Based on the above observations, court ultimately held that since FCM was a novel product, located under sec. 48(a) of the Act, the question of infringement would depend upon the basis of product attributes and de hors the process of manufacture. (para 166)

Obtained by v. Obtainable by- Intent of Patentee

An argument was raised by the respondent that the intent of patentee, by not describing the structure and composition of the product, hinted that the protection sought was limited to process claim. As explained above, this is an erroneous understanding of product-by-process patent which require reference to process “only to aid in explaining the novel attributes of a new product unknown in the prior art”. The court makes some important observations with regard to ascertaining intent of patentee from claims and specifications by resorting to language used in sec. 48(a) & (b).

Borrowing from EPO, it created a distinction between ‘obtainable by’ used in clause (a) and ‘obtained by’ in clause (b). It observes that the former conveys a ‘descriptive process by which the claimed product could be manufactured or produced.’ However, such process is not considered the inventive element. The phrase will, therefore, usually feature in a product-by-process claim. The latter, however, ‘convey a direct linkage between the product and the process’. That is, usage of such wording conveys the intent of patentee to restrict the scope of the patent to process claims only. 

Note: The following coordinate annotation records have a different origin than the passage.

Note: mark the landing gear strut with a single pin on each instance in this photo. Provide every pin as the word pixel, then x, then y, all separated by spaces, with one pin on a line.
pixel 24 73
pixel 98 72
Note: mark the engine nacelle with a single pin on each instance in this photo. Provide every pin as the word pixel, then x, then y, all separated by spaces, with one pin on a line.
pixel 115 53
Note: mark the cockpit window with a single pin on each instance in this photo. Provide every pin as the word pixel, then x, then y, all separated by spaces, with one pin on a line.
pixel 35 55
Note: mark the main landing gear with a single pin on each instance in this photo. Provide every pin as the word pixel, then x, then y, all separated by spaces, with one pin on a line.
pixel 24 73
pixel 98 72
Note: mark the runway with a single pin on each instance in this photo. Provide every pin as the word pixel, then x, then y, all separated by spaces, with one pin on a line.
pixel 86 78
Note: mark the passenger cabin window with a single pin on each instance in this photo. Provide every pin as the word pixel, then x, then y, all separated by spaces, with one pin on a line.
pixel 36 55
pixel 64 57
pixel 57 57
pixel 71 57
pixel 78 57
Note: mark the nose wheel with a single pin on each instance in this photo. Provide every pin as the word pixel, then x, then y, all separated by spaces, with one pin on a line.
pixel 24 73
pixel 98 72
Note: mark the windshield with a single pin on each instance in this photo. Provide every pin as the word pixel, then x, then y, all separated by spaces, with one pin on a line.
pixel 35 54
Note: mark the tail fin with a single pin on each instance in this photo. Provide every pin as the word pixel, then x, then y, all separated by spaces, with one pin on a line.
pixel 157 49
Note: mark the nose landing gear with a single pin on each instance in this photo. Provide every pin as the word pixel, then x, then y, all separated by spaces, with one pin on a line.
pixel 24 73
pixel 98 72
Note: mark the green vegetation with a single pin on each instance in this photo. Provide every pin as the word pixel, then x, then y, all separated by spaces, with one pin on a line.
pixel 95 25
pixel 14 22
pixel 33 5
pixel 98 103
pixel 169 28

This, in my opinion, will aid in future construction of claim of a product-by-process patent by focusing the analysis on the novelty of the product under sec. 48(a). However, it is unclear whether the process directed to produce the product itself would be protected in an infringement analysis. 

What Lies Ahead?

In previous posts here and here, the point was raised regarding lack of clarity over product-by-process patent claims within the Indian patent regime. The above observations made by the Judgement clarifies what is product-by-process claim, scope of protection thereof and its importation in sec. 48(a) of the Act. Significantly, the judgement answers a pertinent doubt raised by Praharsh on the SB order: “ I doubt that this order will inspire any applicant to willfully disclose their invention using ‘product-by-process’ claims owing to the oscillating considerations to the ‘product patent’ aspect of the invention while examining the claims first, and then later investigating the allegations of infringement considering the invention to be a process.” This judgement, in extending the scope of protection for ‘product-by-process’ claims by using the same standard for examination and infringement, incentivises innovation in fields where it is difficult to ascertain the structure of the invention from the beginning. Understood in this sense, the judgement strikes the right balance between “expectations of the patentee while at the same time avoiding the specterof over-protectionism”.